I've tried small chunks, large chunks, manual chunking, auto-batching - the behavior is the same. Indexing works for first portion only, and then for all the rest.

2 replies

loiclec Apr 6, 2023

Hi @Revertron ,

Meilisearch starts processing tasks as soon as it receives them, which would explain why it indexes your dataset in (at least) two batches.

Immediately after the first chunk of documents is sent, Meilisearch starts indexing them.
While it is indexing the first chunk, it cannot start processing any new task. Therefore, new tasks sent to it will be placed in a queue.
Only after the first indexing batch is finished can it dequeue all the remaining tasks, batch them together, and process them.

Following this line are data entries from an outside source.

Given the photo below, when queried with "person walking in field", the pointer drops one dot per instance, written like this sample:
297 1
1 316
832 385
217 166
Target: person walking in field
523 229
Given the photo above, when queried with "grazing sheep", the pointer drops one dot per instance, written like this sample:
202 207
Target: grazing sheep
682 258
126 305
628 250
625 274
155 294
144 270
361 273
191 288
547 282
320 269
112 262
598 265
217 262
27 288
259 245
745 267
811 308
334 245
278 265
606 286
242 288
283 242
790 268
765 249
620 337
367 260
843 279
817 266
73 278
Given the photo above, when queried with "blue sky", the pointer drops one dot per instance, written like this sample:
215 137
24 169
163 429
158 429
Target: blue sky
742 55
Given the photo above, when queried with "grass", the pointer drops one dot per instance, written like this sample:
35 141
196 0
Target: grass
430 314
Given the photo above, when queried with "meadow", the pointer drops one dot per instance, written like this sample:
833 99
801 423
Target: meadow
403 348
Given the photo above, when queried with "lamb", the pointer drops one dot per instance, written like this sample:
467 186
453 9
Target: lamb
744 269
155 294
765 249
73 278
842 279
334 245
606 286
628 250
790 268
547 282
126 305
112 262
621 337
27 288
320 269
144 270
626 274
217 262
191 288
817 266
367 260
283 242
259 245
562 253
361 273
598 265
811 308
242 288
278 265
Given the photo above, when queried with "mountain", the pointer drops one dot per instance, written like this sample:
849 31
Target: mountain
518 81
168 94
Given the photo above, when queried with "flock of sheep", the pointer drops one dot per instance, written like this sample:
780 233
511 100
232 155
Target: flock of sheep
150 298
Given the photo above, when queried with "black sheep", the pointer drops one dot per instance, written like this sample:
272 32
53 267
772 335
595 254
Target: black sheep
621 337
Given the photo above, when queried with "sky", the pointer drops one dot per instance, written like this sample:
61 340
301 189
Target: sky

That being said, if indexing performance is not satisfactory for your use case, we should look into it in more details. Could you share with us some numbers about the time it takes to index the dataset (first chunk + the rest, separately)?

Revertron Apr 6, 2023

Okay, here are the numbers.
This is the first task that runs right after sending the first chunk of documents:

		{
			"uid": 3854,
			"indexUid": "books",
			"status": "succeeded",
			"type": "documentAdditionOrUpdate",
			"canceledBy": null,
			"details": {
				"receivedDocuments": 30,
				"indexedDocuments": 30
			},
			"error": null,
			"duration": "PT390.783545600S",
			"enqueuedAt": "2023-04-06T13:33:26.9373002Z",
			"startedAt": "2023-04-06T13:33:26.9406481Z",
			"finishedAt": "2023-04-06T13:39:57.7241937Z"
		},

It lasts for about 6 minutes.
And after that 86 tasks start at the same time. They look like this:

		{
			"uid": 3855,
			"indexUid": "books",
			"status": "succeeded",
			"type": "documentAdditionOrUpdate",
			"canceledBy": null,
			"details": {
				"receivedDocuments": 30,
				"indexedDocuments": 30
			},
			"error": null,
			"duration": "PT4244.499432200S",
			"enqueuedAt": "2023-04-06T13:33:27.1008227Z",
			"startedAt": "2023-04-06T13:39:57.7266952Z",
			"finishedAt": "2023-04-06T14:50:42.2261274Z"
		},

Here we get 71 minutes for 86 tasks, much efficient. So the first chunk stalls other tasks :-/

Revertron · 2023-04-06T19:29:45Z

Revertron
Apr 6, 2023

I have a question. When I add some documents to an index, does Meilisearch reindex whole index from the start?
Because it seems like that. And monitoring tools show that the index is read over and over :(
So the time of adding new documents is increasing exponentially. And is done in single thread almost all the time.

17 replies

loiclec Apr 25, 2023

@Revertron I think there are two things that we can do to help, although I can't guarantee that all your problems will be resolved quickly.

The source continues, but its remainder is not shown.